If you feel a sudden pain running down the front or inside of your shin, then this is what we commonly call shin splints, or medial tibial stress syndrome (MTSS).
Shin splints are common running injuries and can feel similar to a stress fracture, so they are often mistaken, but they tend to extend more alone the shin, while fractures typically feel very concentrated on a small area.
Shin splints usually happen when you suddenly up the intensity of your exercise without working your way up gradually. People who have flat feet are also more likely to develop shin splints.
They are treated by reducing your pace or the distance that you run, as well as spending more time doing stretching exercises each day, even on days you don’t run.
Damage to the IT Band
Another injury that affects the knee is the condition known as IT band syndrome, which can cause very sharp pain. This injury affects the iliotibial band, aka the IT band, which is connective tissue running along the outside of the leg, from the hip right down to the joint and shinbone.
Overuse can lead to a build-up of friction, which leads to it becoming inflamed or tight, which causes pain. The best way to prevent IT band syndrome is to ensure that you have good form while running and take the time to use a foam roller or stretching exercises to loosen up the IT band, especially while you are cooling down from a run.
While many of the injuries mentioned above can tend to build up over time, ankle sprains usually happen very suddenly, and it’s often because you have landed on your foot wrong and rolled over your ankle.
Sometimes, there is little that you can do to avoid the injury, but it can often happen due to inattention or lost focus.

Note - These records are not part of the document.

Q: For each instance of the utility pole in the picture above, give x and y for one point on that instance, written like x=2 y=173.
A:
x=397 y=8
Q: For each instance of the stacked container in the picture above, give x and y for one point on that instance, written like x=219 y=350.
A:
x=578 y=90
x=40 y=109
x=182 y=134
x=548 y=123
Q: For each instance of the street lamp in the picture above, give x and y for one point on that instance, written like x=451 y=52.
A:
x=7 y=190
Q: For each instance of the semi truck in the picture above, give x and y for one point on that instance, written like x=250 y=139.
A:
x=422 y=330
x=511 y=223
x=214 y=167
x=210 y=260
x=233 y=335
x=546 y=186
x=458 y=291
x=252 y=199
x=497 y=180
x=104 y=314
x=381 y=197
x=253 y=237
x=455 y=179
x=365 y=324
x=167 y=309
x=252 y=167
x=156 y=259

For instance, running early in the morning before you have had the chance to wake up properly can make you more prone to injuries like these.

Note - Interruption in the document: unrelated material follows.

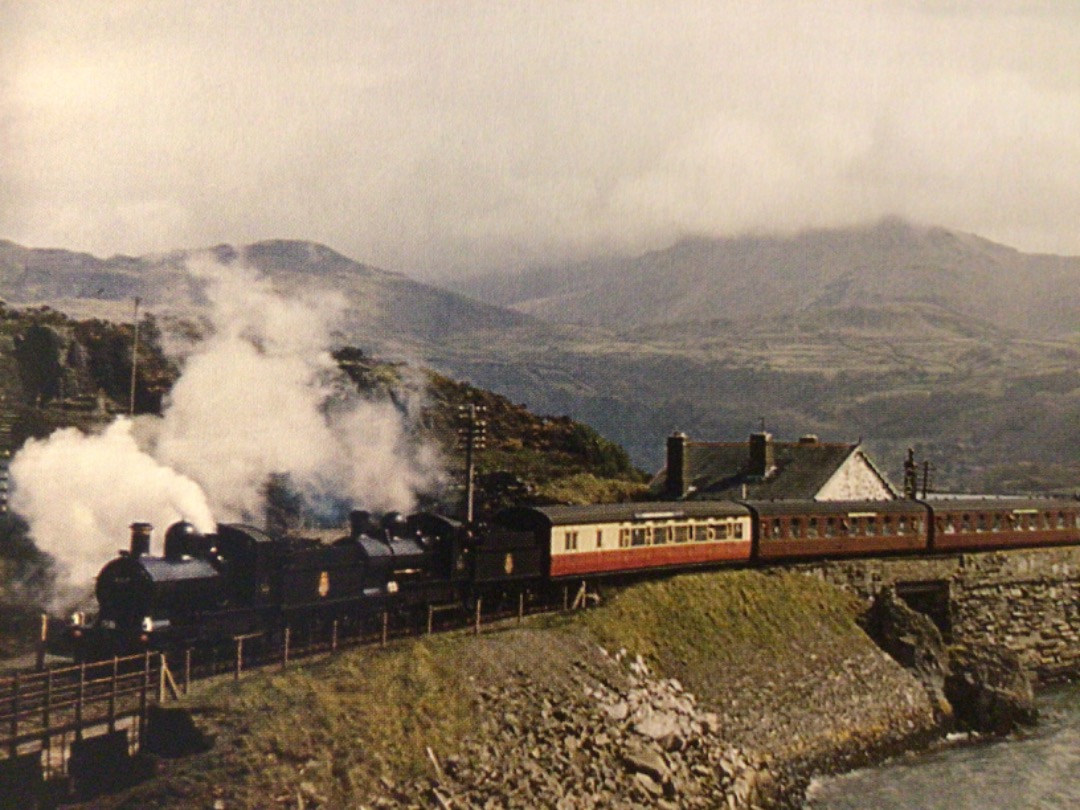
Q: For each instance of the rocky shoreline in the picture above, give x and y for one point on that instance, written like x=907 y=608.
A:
x=774 y=685
x=610 y=732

Ankle sprains can take months to heal, so avoiding them is always the best answer, but if you do think you have sprained your ankle, aside from talking to your doctor, you might want to look at the possibility of getting some physical therapy for it.
If you run regularly, it’s vital to ensure that you’re taking heed of the advice above and doing what you can to avoid these common running injuries. Where that isn’t possible, make sure you know when to start looking for the treatment you might need.